1 Estos fragmentos sobre la primera invasión de Buenos Aires en 1806, por las tropas británicas al mando de Beresford y bajo la dirección de Popham y Baird, están entresacados de los apuntes que bosquejó E1 Supremo en los primeros años de su gobierno. Aunque no cita ni menciona a los hermanos Robertson -ni éstos tampoco lo hacen en sus escritos-, es evidente que el joven Juan Parish Robertson, «testigo presencial» de los hechos, tanto de la llegada de los caudales porteños a Londres como del comienzo de la dominación británica de Buenos Aires, fue el informante oficioso de El Supremo, durante su estada en Asunción. Hay en estos apuntes referencias muy precisas -verdaderas o no- sobre hechos significativos o nimios, hasta de las sumas que tocó a Baird, a Popham y a Beresford en la repartija del botín pirata capturado en Lujan, tras la huida del virrey español.

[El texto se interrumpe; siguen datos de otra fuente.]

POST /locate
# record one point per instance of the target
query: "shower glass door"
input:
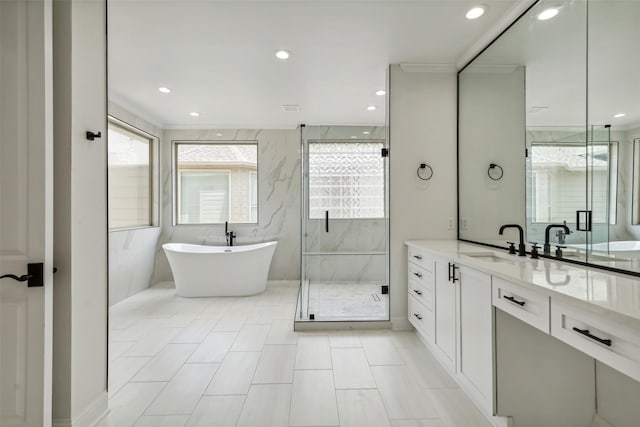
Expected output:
(344, 224)
(601, 158)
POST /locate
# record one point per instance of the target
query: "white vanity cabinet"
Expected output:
(446, 280)
(454, 315)
(475, 344)
(420, 287)
(527, 351)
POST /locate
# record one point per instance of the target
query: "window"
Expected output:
(216, 183)
(559, 179)
(346, 179)
(130, 171)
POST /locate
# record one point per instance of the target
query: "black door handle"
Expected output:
(588, 334)
(34, 276)
(22, 278)
(513, 300)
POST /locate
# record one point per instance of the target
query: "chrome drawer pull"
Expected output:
(513, 300)
(586, 333)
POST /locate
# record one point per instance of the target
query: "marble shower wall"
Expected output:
(623, 229)
(132, 252)
(278, 200)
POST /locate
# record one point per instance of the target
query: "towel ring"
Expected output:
(423, 176)
(494, 166)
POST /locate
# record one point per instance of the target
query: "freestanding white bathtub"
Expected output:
(213, 271)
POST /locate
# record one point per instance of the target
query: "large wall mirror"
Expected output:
(547, 118)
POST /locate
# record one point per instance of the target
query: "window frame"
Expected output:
(154, 210)
(176, 178)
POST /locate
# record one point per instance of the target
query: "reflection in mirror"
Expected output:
(532, 76)
(529, 90)
(635, 197)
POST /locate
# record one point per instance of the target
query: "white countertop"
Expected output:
(602, 291)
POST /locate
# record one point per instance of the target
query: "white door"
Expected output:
(26, 211)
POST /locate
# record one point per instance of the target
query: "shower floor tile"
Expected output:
(348, 301)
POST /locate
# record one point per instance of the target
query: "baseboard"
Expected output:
(401, 324)
(292, 283)
(89, 417)
(599, 422)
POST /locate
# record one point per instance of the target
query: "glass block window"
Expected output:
(130, 154)
(216, 182)
(346, 179)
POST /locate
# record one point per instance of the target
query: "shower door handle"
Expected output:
(326, 221)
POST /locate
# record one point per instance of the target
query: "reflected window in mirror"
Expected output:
(558, 175)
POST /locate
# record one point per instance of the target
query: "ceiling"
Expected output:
(218, 57)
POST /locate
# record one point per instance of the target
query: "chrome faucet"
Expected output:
(230, 235)
(563, 229)
(521, 247)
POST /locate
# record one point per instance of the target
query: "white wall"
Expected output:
(132, 252)
(278, 199)
(422, 126)
(80, 207)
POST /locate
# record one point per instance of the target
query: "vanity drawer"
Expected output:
(612, 341)
(422, 292)
(420, 275)
(421, 318)
(526, 305)
(420, 257)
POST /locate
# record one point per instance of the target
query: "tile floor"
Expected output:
(237, 362)
(345, 301)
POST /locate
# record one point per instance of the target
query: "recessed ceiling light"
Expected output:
(283, 54)
(291, 108)
(476, 12)
(548, 13)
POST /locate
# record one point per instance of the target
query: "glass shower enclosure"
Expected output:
(344, 225)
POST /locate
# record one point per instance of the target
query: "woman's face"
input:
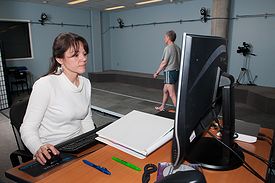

El Supremo anota, por ejemplo: «La conquista de la colonia holandesa del Cabo parece haberles abierto el apetito a los ingleses». Luego, «a Baird le tocaron 24 mil libras (exactamente 23 mil libras, cinco chelines, nueve peniques), a Beresford más de once mil, a Popham siete mil, y cada uno pudo comprarse una finca con su parte». Pero no deja de anotar tampoco que, por la misma época, al otro extremo del continente, Miranda intentaba con dinero británico [que le permitió contratar mercenarios y comprar armas] la «independencia» de Venezuela. «¿Qué es esta mierda?», exclama indignado E l Supremo. «En agosto de 1806 Miranda desembarca en La Vela. No encuentra a nadie. Los patriotas escapan de los libertadores, creyéndolos piratas. ¡En setiembre, los ingleses desembarcan en Buenos Aires, y aquí los piratas la saquean con aire de libertadores!» (N. del C.)


1 No es Fedra sino Tancredo lo que se pone en escena esa noche, la única obra conocida por entonces en el Paraguay. (N. del C.)